Saturday, September 15, 2007

So where is it written "thou shalt esteem thyself"?

Oh I'm well in the middle of a self self self event. I so hate them. Times when I look around and think well if I'd done this that or the other properly or better or at all I wouldn't have this problem now. Times when I realise with horror what I've just said or done. Times when it's perfectly clear that I'm never ever going to be the person I think I want to be. Times when I look at myself and really don't like much what I see and see it all too clearly in spite of a rash of excuses and prevarications.
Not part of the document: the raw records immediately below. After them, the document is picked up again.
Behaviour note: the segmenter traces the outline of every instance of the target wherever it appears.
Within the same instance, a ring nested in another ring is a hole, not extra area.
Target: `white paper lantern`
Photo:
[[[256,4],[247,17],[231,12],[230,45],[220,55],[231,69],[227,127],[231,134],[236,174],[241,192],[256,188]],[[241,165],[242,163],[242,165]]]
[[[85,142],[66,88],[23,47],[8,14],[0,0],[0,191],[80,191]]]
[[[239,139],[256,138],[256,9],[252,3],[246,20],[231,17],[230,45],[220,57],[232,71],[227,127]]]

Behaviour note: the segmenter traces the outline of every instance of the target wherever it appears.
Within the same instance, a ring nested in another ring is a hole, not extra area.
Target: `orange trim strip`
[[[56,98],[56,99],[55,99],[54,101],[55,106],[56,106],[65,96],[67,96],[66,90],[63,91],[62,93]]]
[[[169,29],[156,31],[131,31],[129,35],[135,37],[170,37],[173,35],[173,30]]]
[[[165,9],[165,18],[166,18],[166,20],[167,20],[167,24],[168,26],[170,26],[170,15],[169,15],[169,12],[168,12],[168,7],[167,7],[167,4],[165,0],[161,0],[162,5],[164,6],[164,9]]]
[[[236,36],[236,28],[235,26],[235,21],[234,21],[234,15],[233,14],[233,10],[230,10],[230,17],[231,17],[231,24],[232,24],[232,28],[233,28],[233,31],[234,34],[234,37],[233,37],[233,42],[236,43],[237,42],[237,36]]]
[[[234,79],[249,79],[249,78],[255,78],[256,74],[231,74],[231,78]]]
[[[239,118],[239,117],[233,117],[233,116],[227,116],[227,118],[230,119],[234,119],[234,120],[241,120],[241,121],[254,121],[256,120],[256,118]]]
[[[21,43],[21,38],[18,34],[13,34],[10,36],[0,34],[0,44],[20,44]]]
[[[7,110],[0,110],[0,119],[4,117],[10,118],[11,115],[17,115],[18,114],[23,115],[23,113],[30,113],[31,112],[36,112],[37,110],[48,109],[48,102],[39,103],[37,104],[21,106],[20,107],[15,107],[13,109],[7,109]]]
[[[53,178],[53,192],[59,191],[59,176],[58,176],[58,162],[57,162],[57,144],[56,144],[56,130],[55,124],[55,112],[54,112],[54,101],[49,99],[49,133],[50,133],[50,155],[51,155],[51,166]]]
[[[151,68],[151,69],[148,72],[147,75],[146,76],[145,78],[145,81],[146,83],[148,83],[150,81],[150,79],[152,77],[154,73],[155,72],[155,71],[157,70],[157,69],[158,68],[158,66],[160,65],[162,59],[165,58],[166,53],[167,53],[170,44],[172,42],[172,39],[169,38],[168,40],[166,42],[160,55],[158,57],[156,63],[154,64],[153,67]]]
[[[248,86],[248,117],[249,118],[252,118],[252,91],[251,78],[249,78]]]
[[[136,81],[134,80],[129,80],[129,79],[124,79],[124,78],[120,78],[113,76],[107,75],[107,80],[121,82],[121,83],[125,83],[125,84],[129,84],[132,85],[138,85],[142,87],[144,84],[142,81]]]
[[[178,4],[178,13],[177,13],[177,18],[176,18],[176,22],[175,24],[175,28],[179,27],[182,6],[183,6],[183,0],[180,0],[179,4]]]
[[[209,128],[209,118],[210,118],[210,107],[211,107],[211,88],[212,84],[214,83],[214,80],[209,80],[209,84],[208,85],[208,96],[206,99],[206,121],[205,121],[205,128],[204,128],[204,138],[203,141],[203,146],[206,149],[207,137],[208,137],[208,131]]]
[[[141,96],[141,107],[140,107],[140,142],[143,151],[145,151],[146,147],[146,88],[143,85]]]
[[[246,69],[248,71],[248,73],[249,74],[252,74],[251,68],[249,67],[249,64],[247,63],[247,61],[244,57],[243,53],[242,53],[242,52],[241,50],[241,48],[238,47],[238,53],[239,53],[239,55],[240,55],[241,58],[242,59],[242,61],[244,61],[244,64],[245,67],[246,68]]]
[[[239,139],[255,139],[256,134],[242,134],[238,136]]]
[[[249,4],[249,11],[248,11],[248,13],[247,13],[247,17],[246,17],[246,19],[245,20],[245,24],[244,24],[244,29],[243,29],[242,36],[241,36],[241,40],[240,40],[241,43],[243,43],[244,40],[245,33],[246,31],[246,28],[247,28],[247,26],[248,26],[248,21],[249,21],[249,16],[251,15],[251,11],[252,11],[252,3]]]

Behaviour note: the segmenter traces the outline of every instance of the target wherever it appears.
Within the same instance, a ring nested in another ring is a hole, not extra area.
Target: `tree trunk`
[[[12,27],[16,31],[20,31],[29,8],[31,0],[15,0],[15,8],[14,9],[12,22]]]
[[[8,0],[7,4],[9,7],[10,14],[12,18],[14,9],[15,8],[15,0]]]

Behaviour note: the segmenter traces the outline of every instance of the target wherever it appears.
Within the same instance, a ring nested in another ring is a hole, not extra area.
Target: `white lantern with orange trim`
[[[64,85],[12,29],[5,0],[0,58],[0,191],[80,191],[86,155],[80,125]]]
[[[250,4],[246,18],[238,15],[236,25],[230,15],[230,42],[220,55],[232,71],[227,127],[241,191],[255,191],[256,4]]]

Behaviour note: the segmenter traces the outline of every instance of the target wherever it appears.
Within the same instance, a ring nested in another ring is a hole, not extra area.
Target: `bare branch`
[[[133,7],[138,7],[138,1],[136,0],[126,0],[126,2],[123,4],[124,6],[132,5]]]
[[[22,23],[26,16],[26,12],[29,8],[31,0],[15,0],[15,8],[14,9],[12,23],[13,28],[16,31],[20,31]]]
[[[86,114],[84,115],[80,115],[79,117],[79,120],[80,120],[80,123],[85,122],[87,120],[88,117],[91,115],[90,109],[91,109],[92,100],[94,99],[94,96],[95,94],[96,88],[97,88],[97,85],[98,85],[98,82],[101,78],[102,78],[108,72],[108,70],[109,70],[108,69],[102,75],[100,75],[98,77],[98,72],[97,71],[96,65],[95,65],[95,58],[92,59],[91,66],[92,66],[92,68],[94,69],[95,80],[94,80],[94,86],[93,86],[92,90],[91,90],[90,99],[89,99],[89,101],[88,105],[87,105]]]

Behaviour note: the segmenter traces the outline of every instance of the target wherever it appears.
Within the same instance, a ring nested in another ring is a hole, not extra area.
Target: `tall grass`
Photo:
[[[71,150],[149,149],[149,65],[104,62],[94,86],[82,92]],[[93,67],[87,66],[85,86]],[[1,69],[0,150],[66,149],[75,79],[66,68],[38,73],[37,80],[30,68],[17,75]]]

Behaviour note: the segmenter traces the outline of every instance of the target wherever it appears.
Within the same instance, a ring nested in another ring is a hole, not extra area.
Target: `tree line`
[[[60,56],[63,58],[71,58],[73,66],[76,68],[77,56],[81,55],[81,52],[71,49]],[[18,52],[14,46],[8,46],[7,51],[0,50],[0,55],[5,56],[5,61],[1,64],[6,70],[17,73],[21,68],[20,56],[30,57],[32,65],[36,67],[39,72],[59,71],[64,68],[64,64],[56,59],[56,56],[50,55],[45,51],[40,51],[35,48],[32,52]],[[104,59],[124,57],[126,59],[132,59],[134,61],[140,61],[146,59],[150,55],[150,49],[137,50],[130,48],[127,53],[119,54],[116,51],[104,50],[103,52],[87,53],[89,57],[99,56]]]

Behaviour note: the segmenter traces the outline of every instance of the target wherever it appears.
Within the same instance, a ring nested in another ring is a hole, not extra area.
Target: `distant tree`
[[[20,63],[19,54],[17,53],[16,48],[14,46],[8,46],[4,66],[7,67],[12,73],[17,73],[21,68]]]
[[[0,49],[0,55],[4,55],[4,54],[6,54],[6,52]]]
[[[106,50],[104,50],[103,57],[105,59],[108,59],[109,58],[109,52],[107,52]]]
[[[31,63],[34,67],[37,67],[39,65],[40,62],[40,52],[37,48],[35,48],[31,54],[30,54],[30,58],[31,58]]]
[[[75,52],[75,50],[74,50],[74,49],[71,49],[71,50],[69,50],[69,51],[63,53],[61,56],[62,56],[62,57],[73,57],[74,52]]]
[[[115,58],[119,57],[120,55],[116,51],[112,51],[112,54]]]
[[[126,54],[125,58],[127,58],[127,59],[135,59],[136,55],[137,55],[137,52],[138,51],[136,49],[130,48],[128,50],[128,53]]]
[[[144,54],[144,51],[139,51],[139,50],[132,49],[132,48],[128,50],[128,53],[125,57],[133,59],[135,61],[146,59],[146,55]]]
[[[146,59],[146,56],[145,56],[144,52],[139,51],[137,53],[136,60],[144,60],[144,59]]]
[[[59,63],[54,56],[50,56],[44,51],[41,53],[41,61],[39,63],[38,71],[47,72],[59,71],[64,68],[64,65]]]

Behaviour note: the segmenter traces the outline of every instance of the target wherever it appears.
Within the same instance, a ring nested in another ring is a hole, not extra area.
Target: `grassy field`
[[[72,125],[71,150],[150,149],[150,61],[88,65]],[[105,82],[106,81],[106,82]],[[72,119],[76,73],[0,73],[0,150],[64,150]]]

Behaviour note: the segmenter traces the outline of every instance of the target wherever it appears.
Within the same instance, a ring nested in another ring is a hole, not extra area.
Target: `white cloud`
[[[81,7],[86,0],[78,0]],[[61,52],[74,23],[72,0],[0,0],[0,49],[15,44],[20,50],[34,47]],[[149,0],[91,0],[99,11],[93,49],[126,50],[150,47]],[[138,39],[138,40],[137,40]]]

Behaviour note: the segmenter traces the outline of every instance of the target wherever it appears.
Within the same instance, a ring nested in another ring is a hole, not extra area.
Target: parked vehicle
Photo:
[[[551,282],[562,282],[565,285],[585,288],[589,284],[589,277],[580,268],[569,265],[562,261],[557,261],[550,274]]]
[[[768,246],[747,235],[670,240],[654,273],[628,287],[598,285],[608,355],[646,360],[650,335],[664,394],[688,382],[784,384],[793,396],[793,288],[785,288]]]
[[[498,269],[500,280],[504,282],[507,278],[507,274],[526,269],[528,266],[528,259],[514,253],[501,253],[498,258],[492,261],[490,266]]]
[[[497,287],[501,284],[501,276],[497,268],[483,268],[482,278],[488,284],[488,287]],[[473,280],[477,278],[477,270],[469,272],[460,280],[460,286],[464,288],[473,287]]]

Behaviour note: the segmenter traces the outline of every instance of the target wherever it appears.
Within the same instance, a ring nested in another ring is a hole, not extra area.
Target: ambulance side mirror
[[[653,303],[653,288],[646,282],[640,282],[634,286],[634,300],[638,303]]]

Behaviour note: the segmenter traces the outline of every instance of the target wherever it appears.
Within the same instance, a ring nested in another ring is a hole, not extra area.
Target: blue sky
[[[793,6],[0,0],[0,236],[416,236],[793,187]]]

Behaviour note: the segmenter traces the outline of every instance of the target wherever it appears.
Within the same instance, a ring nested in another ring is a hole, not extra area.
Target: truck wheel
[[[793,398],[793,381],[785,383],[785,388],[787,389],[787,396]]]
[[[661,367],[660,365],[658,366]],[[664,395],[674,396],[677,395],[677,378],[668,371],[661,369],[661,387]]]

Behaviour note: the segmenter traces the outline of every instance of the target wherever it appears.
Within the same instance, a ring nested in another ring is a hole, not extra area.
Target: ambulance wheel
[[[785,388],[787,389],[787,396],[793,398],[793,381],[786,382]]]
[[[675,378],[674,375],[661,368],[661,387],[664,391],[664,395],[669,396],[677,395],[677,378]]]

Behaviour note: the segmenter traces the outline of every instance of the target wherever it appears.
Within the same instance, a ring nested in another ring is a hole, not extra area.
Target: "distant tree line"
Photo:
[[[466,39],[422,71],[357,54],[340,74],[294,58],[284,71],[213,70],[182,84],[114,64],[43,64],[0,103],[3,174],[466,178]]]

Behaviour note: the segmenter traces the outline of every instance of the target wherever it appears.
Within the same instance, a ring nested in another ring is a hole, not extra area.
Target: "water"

Times when everything I hear or see either makes me think 'look at what they have to go through, what am I making such a fuss about' or 'so what have they got to make such a fuss about look what I'm going through'. Times when loving my neighbour as myself is such a bad and inadequate idea. (Just as well they're away).
Times when someone seems to be looking over my shoulder and saying "oh you are such a feeble excuse..."
Times when social ineptness overcomes me and feels like THE MOST ENORMOUS ZIT. (which usually I don't bother about so much though I do get a bit secretive about my poor badly treated toes)
And how is it possible to feel, at the same time, too timid to say anything at all and so much in search of attention that I can blather on for ages after everyone else has gone quiet and glazed with bored embarrassment.
Bah Humbug!

Oh, self esteem. Right. That. Whatever it is.
I have recently read three, no, four, posts which seem to be about that interesting and desirable commodity. All the writers of those posts seem to me to be greatly deserving of it. Besides having written about it and around it interestingly and thoughtfully.

I think it's time to turn my head off. Restart.

Well at least I deleted the first version of this!